The main oil-focused hedge fund of one of the best known oil traders, Pierre Andurand, incurred an 8-percent loss in January, the Financial Times reported on Friday, quoting three people with knowledge of Andurand’s fund performance.
Pierre Andurand manages Andurand Capital Management, one of the few oil-specializing hedge funds still out there. Andurand’s fund was a big winner of the oil price volatility in 2014 and 2016, but after that it suffered two consecutive years of annual losses in 2018 and 2019.
According to FT’s sources, Andurand’s losing streak extended into January this year.
Last month, volatile crude oil prices and the much lower-than-expected premium of diesel prices over high-sulfur fuel oil (HSFO) prices caught many traders by surprise, according to FT.
Before the January 2020 International Maritime Organization’s (IMO) rules that only 0.5-percent or lower sulfur fuel oil be used in ships, traders and market analysts had expected diesel prices to jump and HSFO prices to slump because of the new regulation. It turned out, however, that refiners were well prepared for the shift and produced enough diesel, but they produced less HSFO. Lower HSFO supplies led to the premium of diesel over HSFO to drop by nearly a third last month.

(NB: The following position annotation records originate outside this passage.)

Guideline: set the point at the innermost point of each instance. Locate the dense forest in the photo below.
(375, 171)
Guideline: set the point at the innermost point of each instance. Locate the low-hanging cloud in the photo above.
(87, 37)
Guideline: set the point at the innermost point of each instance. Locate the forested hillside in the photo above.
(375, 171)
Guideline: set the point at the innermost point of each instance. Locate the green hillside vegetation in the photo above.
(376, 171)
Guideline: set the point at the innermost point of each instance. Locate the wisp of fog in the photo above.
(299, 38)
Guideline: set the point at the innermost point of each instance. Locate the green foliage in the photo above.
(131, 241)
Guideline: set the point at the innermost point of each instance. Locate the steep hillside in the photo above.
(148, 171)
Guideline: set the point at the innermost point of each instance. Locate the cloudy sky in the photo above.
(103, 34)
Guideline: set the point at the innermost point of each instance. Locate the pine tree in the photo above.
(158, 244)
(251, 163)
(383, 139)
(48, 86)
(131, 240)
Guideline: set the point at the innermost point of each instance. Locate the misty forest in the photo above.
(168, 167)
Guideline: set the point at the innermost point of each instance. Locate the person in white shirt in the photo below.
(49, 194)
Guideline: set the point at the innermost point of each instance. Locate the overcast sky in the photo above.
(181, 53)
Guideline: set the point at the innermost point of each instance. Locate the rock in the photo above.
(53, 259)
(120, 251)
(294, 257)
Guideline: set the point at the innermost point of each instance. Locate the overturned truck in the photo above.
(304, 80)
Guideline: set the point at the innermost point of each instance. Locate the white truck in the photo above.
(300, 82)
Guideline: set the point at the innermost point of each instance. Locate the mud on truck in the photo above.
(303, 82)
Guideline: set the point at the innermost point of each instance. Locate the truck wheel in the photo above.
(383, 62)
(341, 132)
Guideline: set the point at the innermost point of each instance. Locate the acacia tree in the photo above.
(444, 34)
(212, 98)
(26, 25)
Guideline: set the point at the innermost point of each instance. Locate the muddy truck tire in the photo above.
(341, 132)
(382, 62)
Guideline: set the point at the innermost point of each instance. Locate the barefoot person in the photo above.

The wild swings in crude oil prices in January also led to a wild ride for oil traders at the start of this year. In early January, prices rallied after the U.S. killed Iran’s most powerful and visible military leader, Qassem Soleimani, in Iraq. Brent Crude prices exceeded US$70 a barrel for the first time since May last year. WTI Crude prices also rose to their highest level since May 2019, rising above US$64 a barrel early last month.
In the second half of January, however, oil prices started sliding amid the coronavirus outbreak in China, as traders began to panic that the outbreak is inflicting the worst demand shock to the oil market since the 2008-2009 financial crisis.